While the whole notion of internalizing externalities is fraught with problems because of the difficulty in valuing those externalities, in the case of large externalities (like climate change) the conceptual value of those externalities (by definition) has to equal the cost of the concomitant reduction in the ability of the natural environment to continue to support life as we know it. Isn't the entire point of valuing and internalizing externalities to capture the value of the harm being done to the natural environment? And what is that value except the ability to continue to support us? Putting it into dollars is almost impossible, but conceptually I think that any idea of economic efficiency that honestly attempts to put a value on global environmental processes is going to find that it's not economically efficient to destroy those processes.
I'd challenge someone to make a rational argument that it IS economically efficient to NOT deal with climate change. Unless the person making the argument only takes a short term view and refuses to take a longer term view, I don't think this argument can be made.
The question at the root of this whole thing is this: are we overpaying for the external costs avoided through all these benefits granted to renewable energy?

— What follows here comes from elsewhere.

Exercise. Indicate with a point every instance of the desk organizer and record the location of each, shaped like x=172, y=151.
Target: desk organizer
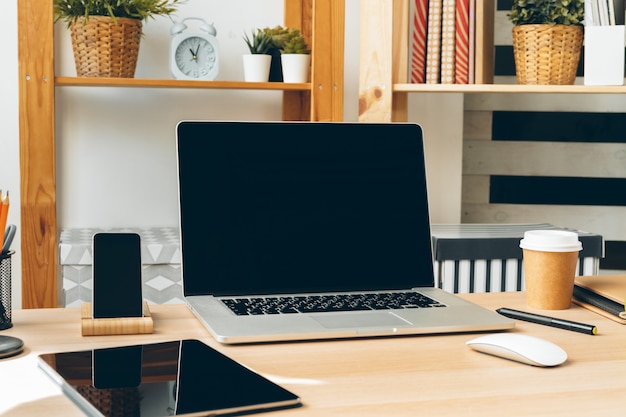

That's a tough question to answer because of the difficulty in valuing those externalities. A very radical argument could be that since the services provided by the biosphere aren't at all fungible, that the cost of destroying them is almost immeasurable. Extend that logic to its extreme, and whatever you have to pay to get you to a GHG neutral economy is an efficient cost.
Of course, I suppose the whole notion of climate change and the impact of renewable energy on that issue could all be challenged, but I had to start with some base assumptions.